Entre os dados, chama a atenção o aumento em pontos percentuais do número de cargos de diretoria demandados pelas empresas entre 2012 e 2013. Diretores de unidades de negócio saltaram de 3% para 13%, e os de áreas como marketing, fusões e aquisições e planejamento, de 12% para 22%. Especificamente no que diz respeito a fusões e aquisições, em alta no país, a preparação de companhias médias dos setores ainda não consolidados para uma eventual venda futura impactou trocas de CEOs e de CFOs, na avaliação do profissional da Page.

Também foi identificado que, das contratações efetivadas fora do Estado de São Paulo – 24% do total -, 45% dos novos empregados foram transferidos da capital. Morar em lugares “menos tumultuados” que a metrópole entrou no pacote de motivações para a migração. Andraus diz que, por conta dessas transferências, as remunerações de quem trabalha em municípios menores têm sido equivalentes às da cidade de São Paulo.

Se, em 2012, as empresas nacionais haviam respondido por 53% dos contratos, em 2013 somaram 66%. Além disso, 53% dos executivos empregados em companhias brasileiras trabalhavam antes em multinacionais. Foi o que aconteceu com Telma de Mônaco e Magalhães há um ano e meio, quando saiu de uma multinacional de biotecnologia para assumir a diretoria de marketing da rede nacional de laboratórios SolomãoZoppi Diagnósticos. Sua chegada faz parte do plano de expansão da empresa, que, a partir de um faturamento de R$ 97 milhões em 2011, pretende atingir os R$ 200 milhões em 2014 e R$ 400 milhões em 2017. Se, em 2012, eram 800 funcionários, já são 1.200 – com o objetivo de somar 1.800 até 2015.

Telma afirma que a proposta desafiadora foi fundamental para atraí-la para a posição atual. “Fiz o primeiro plano de marketing do laboratório, montei a área como acho que deve ser”, diz. “Uma multinacional entrega muita coisa mais pronta e engessada. Aqui, tomo bem mais riscos. Tenho autonomia, e isso faz sentido para a minha carreira.”

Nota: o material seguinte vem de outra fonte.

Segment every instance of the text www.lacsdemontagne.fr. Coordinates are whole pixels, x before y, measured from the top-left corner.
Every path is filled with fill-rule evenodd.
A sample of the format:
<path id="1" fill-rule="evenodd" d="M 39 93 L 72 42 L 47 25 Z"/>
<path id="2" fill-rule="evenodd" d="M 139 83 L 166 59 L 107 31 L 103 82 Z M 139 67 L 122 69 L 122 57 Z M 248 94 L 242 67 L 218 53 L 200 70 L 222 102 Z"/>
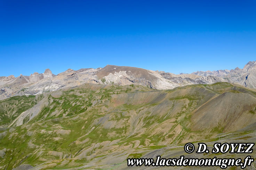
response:
<path id="1" fill-rule="evenodd" d="M 181 156 L 179 158 L 163 159 L 161 156 L 157 157 L 155 162 L 153 158 L 130 158 L 127 159 L 128 166 L 216 166 L 225 169 L 229 166 L 240 167 L 245 168 L 247 166 L 250 166 L 253 162 L 250 156 L 245 158 L 243 162 L 241 158 L 184 158 Z"/>

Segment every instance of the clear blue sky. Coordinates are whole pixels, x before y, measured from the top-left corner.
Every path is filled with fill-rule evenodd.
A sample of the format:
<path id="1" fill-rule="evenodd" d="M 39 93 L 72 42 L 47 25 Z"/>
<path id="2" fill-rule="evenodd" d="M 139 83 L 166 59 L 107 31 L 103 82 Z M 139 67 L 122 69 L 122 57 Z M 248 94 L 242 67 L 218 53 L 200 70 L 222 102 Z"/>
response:
<path id="1" fill-rule="evenodd" d="M 256 1 L 0 0 L 0 76 L 128 66 L 176 74 L 256 60 Z"/>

A diretora de recursos humanos, Magda Setoguchi, também é nova – está no SolomãoZoppi há quase oito meses. Sua experiência anterior passa por um banco e uma operadora de cartão de credito. “Vim para tornar o RH estratégico, além de implementar políticas de cargos e salários e de avaliação”, afirma. “Há flexibilidade para criar coisas novas e crescer junto com a empresa.”